All images for stereology were taken in an unbiased manner at 6000X. Three different blocks of each genotype (r4>GFP or r4>Toll10b) that each contained fat bodies from different animals were used for quantitative analysis, and each block was treated as a biological replicate. STEPanizer software (Java) was used for stereology analysis (Tschanz et al., 2011). In order to measure both volume density and surface area density, images were analyzed using nine-line tile pairs per image (Weibel et al., 1966). Point counts (volume density) and line intersections (surface area density) were made for organelles comprising the entire cytoplasmic landscape in each image. Batch mode was used to analyze images from each block for each genotype.

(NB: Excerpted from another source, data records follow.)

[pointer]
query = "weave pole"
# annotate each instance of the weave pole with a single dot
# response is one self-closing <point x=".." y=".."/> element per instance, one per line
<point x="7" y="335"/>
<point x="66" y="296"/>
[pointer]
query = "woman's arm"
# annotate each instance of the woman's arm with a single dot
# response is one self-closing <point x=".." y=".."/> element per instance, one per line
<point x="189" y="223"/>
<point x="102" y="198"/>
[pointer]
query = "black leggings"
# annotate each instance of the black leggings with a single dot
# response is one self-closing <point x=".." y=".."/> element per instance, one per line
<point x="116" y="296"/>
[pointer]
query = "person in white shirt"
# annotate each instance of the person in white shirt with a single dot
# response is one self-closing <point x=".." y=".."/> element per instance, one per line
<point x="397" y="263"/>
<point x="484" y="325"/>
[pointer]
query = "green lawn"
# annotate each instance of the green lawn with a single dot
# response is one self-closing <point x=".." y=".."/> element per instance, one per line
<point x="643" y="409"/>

Quantitation and statistical analysis
Statistical parameters including exact sample sizes (with n referring to biological replicates), data plotted (typically mean ± SD), exact p values, and statistical tests used are reported in Figure Legends. Statistical analyses were performed using Graphpad Prism 8. Data were analyzed by Student’s t test or by one-way ANOVA with the Tukey-Kramer or Dunnett’s multiple comparisons test.
ACKNOWLEDGEMENTS
We thank David Castle, Scott Yeudall, Norbert Letinger, Rosalie Hoyle and Young Jun Lee (all University of Virginia) for help with experiments. We thank Tony Ip (University of Massachusetts, Worcester), Michael Lehmann (University of Arkansas), Steven Wasserman (UCSD) and Takayuki Kuraishi (Kanazawa University, Japan) for flies, Thomas Preat (École des Neurosciences, Paris) for flies and the eas antibody, Rose Goodchild (KU Leuven, Belgium) for the Pcyt1 antibody. We thank Thurl Harris, Janet Cross (both University of Virginia) and members of the Bland lab for discussions. We thank the Bloomington Drosophila Stock Center and Drosophila Genomics Resource Center (both Bloomington, IN) and the Vienna Drosophila Resource Center (Vienna, Austria) for reagents. This work was supported by NIH Grant R01DK099601 to M.L.B. and Ruth L. Kirschstein NRSA Predoctoral Fellowship F31DK118879 to B.A.M.